Most churches have a 'Bible month', usually in June. At the Triangle it's in May and our topic is James' magnificent letter. Week one on Sunday (30th April - just to be completely different) was led by one of our own parishioners - normally he sits quietly in the body of the congregation but, from time to time, Revd Keith Jump occupies pole position at the pulpit under our beautiful stained glass window.
But who was James? He identifies himself only as "James, a servant of God and of the Lord Jesus Christ," who is writing to "the twelve tribes scattered abroad". Wikipedia tells us the epistle is traditionally attributed to James the brother of Jesus (James the Just), and the audience is generally considered to be Jewish Christians, who were dispersed outside Palestine due to persecution.
"James", Revd Keith told us in his sermon, "was ahead of his time". He explained that in life some tasks need a quick response, others a slow one requiring that most difficult of virtues - patience! Being quick to listen and slow to speak and, especially, slow to anger is a message from James for all time and all people. And yet, there is a time for anger, too - witness the righteous anger of Jesus amongst the moneylenders in the temple. Most of all, James urged his readers to 'be doers of the word, and not hearers only'. "Take off the old and put on the new, and humbly accept the word planted in us", said Keith. That's the message that resonates down the millennia to us in our 21st century "please yourself society". We need to confess our sins, ask forgiveness and make a new start with Christ, and to do it 'seven whole days, not one in seven' in the words of the hymn.

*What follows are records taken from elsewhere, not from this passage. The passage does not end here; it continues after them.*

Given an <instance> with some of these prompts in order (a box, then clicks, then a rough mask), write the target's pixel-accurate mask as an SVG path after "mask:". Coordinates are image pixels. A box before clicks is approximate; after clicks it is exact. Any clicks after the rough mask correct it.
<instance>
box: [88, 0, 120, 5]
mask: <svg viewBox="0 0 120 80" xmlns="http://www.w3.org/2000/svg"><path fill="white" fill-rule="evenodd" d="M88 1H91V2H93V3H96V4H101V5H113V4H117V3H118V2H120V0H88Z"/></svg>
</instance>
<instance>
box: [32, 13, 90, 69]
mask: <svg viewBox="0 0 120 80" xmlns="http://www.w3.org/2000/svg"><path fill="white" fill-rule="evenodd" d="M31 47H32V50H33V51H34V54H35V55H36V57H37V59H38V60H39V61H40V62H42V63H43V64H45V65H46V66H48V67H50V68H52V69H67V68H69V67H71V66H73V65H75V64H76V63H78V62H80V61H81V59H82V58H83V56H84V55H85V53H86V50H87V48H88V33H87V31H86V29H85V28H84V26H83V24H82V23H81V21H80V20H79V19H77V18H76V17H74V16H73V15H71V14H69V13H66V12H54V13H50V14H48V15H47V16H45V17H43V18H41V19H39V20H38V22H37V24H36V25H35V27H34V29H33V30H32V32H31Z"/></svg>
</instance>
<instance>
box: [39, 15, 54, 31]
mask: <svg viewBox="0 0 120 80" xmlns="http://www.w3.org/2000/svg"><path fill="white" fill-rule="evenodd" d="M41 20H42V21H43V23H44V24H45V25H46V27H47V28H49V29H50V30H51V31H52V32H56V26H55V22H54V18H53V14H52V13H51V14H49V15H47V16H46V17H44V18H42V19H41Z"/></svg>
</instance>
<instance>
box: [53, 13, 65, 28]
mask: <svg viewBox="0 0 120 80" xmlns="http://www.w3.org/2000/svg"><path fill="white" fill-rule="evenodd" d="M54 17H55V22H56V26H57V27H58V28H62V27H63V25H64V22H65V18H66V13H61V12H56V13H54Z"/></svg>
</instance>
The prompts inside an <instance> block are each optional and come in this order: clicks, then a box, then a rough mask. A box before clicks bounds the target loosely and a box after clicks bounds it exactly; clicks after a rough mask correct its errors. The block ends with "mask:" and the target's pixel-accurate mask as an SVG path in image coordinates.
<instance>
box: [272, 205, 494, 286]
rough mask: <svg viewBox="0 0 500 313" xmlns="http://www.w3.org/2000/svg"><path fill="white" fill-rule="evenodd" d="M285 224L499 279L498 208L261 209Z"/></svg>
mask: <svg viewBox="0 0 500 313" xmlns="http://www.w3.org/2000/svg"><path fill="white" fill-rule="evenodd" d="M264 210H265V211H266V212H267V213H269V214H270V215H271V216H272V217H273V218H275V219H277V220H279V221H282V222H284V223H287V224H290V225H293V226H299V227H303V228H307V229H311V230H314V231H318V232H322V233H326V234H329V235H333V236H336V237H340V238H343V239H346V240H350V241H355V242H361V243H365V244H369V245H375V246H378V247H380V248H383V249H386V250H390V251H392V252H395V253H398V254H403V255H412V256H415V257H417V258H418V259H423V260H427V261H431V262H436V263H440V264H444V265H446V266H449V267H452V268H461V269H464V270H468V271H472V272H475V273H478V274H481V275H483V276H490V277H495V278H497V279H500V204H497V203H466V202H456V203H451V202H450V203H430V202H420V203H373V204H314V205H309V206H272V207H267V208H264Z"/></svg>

Hymns there were a-plenty, too ... 'King of Glory, King of Peace'' (56), (477) 'Teach me to Dance' (a favourite of Revd Keith's, a self-confessed fan of Strictly Come Dancing'), 'I will offer up my life' (446) and (557) 'Let Him to whom we now belong'. We rounded off with 715 - 'The Right Hand of God' - new to me that one, which also gave me a little more information about our Heavenly Father. Other highlights of the service included 'The Sermon on the Mount' (Matthew 5: 1-16), always an inspiring listen.